The Question of Marriage


Despite the complex issues requiring this Government’s attention in respect to our struggling economy and NHS, our tumultuous relationship in Europe, Afghanistan, Argentina over the Falklands, and the clamour for Independence for Scotland, one matter has particularly exercised me recently. I speak of that ancient institution called marriage.

I thought I had a pretty shrewd concept as to what marriage is all about. Having sung as a chorister at countless weddings, the words of the religious ceremony are etched in perpetuity across my memory. I have even been known to have passed an audition and thus be appointed to one of the leading roles in such a ceremony; the sequel to which, I am pleased to say, is now in its seventeenth year and shows no sign of a diminishing plot. However, despite all of that, the Marriage (Same Sex Couples) Bill, recently put before the House of Commons for its second reading, forced me to analyse my ingrained learning and preconceived ideas as to what marriage means in both legal and philosophical terms.
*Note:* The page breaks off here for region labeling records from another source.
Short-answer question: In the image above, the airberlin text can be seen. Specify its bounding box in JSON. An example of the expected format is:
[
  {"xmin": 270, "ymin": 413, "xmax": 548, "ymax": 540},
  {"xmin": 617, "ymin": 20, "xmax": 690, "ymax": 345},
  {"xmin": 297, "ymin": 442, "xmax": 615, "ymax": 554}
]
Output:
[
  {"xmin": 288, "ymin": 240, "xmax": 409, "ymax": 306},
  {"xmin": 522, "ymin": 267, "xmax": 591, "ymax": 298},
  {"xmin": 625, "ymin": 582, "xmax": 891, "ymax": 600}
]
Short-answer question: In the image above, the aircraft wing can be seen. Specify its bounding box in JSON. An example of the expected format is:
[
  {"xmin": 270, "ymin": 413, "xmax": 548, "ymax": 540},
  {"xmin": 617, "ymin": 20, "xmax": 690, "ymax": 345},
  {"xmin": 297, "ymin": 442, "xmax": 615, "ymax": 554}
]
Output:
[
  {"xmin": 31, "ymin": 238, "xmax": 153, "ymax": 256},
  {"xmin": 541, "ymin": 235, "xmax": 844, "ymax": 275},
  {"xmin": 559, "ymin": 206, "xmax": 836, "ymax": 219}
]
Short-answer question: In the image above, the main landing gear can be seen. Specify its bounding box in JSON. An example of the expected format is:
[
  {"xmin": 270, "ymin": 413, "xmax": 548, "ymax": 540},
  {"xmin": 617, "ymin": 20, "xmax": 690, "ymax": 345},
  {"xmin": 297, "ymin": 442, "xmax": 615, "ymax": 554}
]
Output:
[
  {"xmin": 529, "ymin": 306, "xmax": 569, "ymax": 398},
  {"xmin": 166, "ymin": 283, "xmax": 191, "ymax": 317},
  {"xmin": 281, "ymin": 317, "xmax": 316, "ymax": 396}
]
I already knew the Bible’s standpoint on marriage, so I therefore turned to the Oxford English Dictionary, where I was predictably informed that marriage is ‘the formal union of a man and a woman by which they become husband and wife’. The definitions of the terms ‘husband’ and ‘wife’ were equally predictable and unhelpfully tautologous. A dictionary of law was slightly more helpful, stating that marriage is ‘a ceremony, civil or religious, that creates the legal status of husband and wife and the legal obligations arising from that status’. Nonetheless, many more questions spring from there; not least the problem of whether a man can be a ‘wife’ or a woman a ‘husband’ (the answer to the latter is ‘yes’ if you live in certain Sudanese tribes). The term ‘spouse’ makes life psychologically easier in this respect, being asexual in its implications.

Having got that far, I then considered the concept of marriage in respect to it being a ‘civil ceremony’. We have, of course, become accustomed to the concept of ‘civil unions’ or ‘civil partnerships’ for same-sex couples. So what, I asked myself, is the difference between a ‘civil union’ and a ‘marriage’ if we make the participants asexual by using the term ‘spouse’ to describe them? A Wikipedia article on marriage was particularly illuminating and I formed the opinion that there is little difference apart from certain legal rights; legal rights that should, in a 21st century society, be available to everyone making a life-time commitment to another person regardless of their sex.

Ultimately, a relationship is all about shared values; values such as love, honesty, fidelity, trust, friendship, support and caring. A marriage or civil union gives society’s official recognition to a couple’s pledge to each other in respect to such values. If the values are the same, then the legal rights attached to the relationship should be the same. Let us therefore hope that our parliamentarians continue to consider the issue in depth and with unbiased wisdom.